Alerts

dockmesh evaluates alert rules against the metrics pipeline every 30 seconds. When a rule fires, notifications go out via the configured channels.

Rule anatomy

A rule has:

Field	Real values
Name	Free text
Metric	`cpu_percent` or `mem_percent` (the only two metrics the engine currently evaluates)
Container filter	A glob against the container name. `` matches every container, `paperless-` matches just the paperless stack, etc.
Operator	`gt` (also accepts `>`/`>=`) or `lt` (also `<`/`<=`). Equality and delta-style operators are not implemented.
Threshold	The percentage the metric is compared against
Duration (sec)	How long the threshold must hold before the alert fires
Severity	`info`, `warning`, or `critical`
Cooldown (sec)	Suppress re-notify on the same rule for this long after a fire
Channels	List of notification-channel IDs that receive the fire

Creating a rule

Alerts → Rules → New rule walks through the fields. The form previews the chosen container filter against the current container list so you can sanity-check the glob.

Example: “Alert if any container in paperless-* runs above 90% memory for 5 minutes, notify Slack + Email, cooldown 30 minutes, severity warning.”

Stack-level / host-level / host-tag-level scoping isn’t supported as a first-class concept — express those by naming convention in the container_filter glob (paperless-*, media-*) or by leaving it * and relying on the per-channel routing on each rule.

Severity levels

Each severity has its own icon, color, and default cooldown:

Level	Color	Default cooldown
Info	Blue	4h
Warning	Amber	30m
Critical	Red	5m

Channels can be filtered by severity — e.g. Slack gets all, PagerDuty only critical.

Notification channels

Built-in channels (Alerts → Channels):

Email — SMTP host + credentials, supports STARTTLS
Slack — incoming-webhook URL
Discord — webhook URL
Microsoft Teams — Incoming Webhook connector URL
ntfy — topic URL, optional auth
Gotify — server URL + app token
Generic webhook — POST JSON to any URL
PagerDuty — Events API v2 integration key. Dedup-key is derived from rule+container so repeated fires fold into one PD incident.
Pushover — app_token + user_key, optional device + sound. Critical alerts map to priority 1 (visual alert); emergency priority 2 is intentionally not exposed (would need ack-handling the UI doesn’t have yet).

See individual integration guides for per-channel setup. Telegram is not built-in — use the generic webhook against the Telegram Bot API if you need it.
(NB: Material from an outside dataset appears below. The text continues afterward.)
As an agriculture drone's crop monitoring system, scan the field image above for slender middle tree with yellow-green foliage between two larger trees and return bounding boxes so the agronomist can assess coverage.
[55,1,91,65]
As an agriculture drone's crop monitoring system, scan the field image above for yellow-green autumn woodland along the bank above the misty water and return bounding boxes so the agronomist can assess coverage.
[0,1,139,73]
Channels don’t filter by severity on their own — every rule lists which channel IDs it notifies, so “Slack gets everything, PagerDuty gets only critical” is expressed as: low-severity rules list Slack only, critical rules list both Slack and PagerDuty.

Cooldown

Without cooldown, a container that keeps crashing would spam alerts every 30 seconds. Cooldown suppresses duplicate alerts on the same resource for the configured window. When the underlying state clears and re-fires, you get a new alert.

Mute and disable

Each rule has two independent off-switches:

enabled = false — the engine doesn’t evaluate the rule at all. Use this for permanent off.
muted_until = <timestamp> — the engine evaluates the rule but suppresses notifications until that timestamp passes. Set to a few hours ahead during planned maintenance.

There’s no filter-based mute page that silences across many rules at once. To temporarily quiet a noisy area during maintenance, set muted_until on the rules involved or disable them and re-enable after.

Alert history

Alerts → History shows every fire, sorted by occurred_at descending:

Occurred at
Rule name
Severity
Container that tripped the threshold
Status (fired / resolved)
Value vs. threshold
Message

Export to a downloadable format isn’t wired up yet — for post-mortems, query the alert_history table directly or use the REST endpoint GET /api/v1/alerts/history?limit=N.

Built-in rules

dockmesh ships with four container-level defaults on first install so every new deployment has coverage from day one:

Rule	Metric	Threshold	Duration	Severity
Container CPU > 90% (sustained)	cpu_percent	gt 90	5 min	warning
Container CPU > 95% (critical)	cpu_percent	gt 95	15 min	critical
Container memory > 90%	mem_percent	gt 90	5 min	warning
Container memory > 98% (near-OOM)	mem_percent	gt 98	60s	critical

Built-in rules are flagged with a “built-in” badge in the Alerts table. They can be edited (change threshold, duration, mute, attach channels) and disabled, but not deleted — disabling them is the supported way to opt out. Deletion returns 409 Conflict from the API.

Host-level rules (disk, agent-offline, backup-job-failed) need per-host metrics that aren’t emitted yet — they’ll ship with follow-up slices that add the collectors.